Security in the modern Android ecosystem is pretty good for the most part, but there's a big problem that nobody seems to be able to solve that relates to sensors in your phone that could potentially be used to collect all of the movement data necessary to figure out any password, PIN, or pattern entered into the device. Most of the sensors that can get such data, such as the accelerometer and gyrometer, don't require special permissions for an app to read them like the camera and GPS do. Even more alarmingly, researchers conducted a survey and found people to be largely unaware of these rather grave security risks.
There are 25 such sensors in total, according to the team of security researchers that conducted the study. Since most of those sensors needed little or no permissions for apps to access them, they could, for the most part, be used by just about any app to monitor a user's activity and input. Subtle movements of the accelerometer and gyrometer, for example, could capture touches and typing well enough for researchers to use that data to crack four-digit PIN codes with a roughly 70-percent success rate on the first guess. By the fifth guess, the accuracy rate rose to 100 percent, the study found. The researchers did not test long passwords or lock screen patterns, but the implications here are quite clear; with enough time and data, it could be entirely possible for hackers to crack these sorts of security measures.
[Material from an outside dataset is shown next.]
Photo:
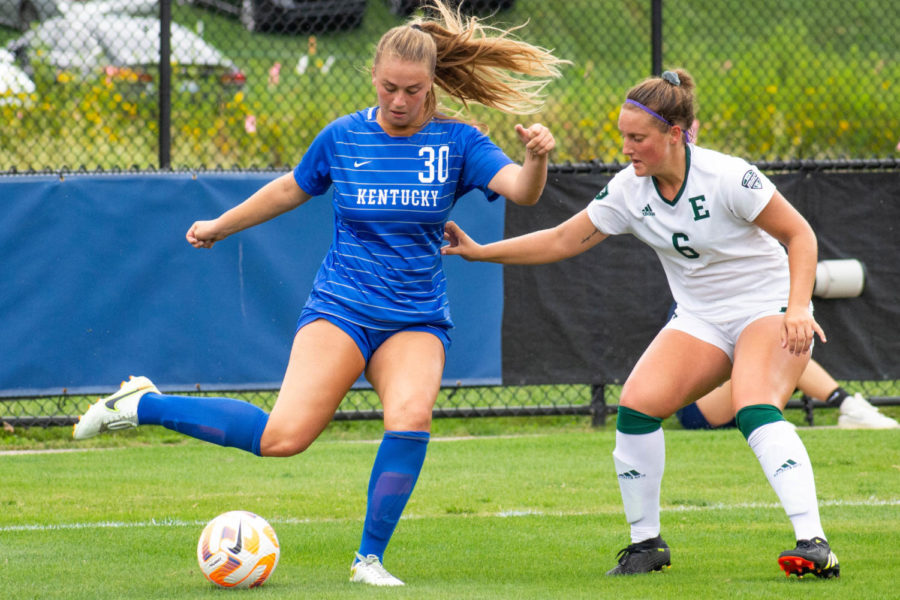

This type of data harvesting could be conducted by any app, or even by browser-based exploits, the study reveals. More alarmingly, researchers found that some browser exploits stuck around and monitored the device until the user forcibly closed the app and kicked it out of the device's RAM. With users largely unaware of the security risks or even the functions of most of the 25 sensors that the security team found could compromise user data, developers of malicious apps and exploits essentially have free reign to steal user information at this point. Security professionals have yet to come up with a way to keep this sort of data breach from happening, aside from requesting granular permissions for all sensors, and even that wouldn't help if a user carelessly grants those permissions.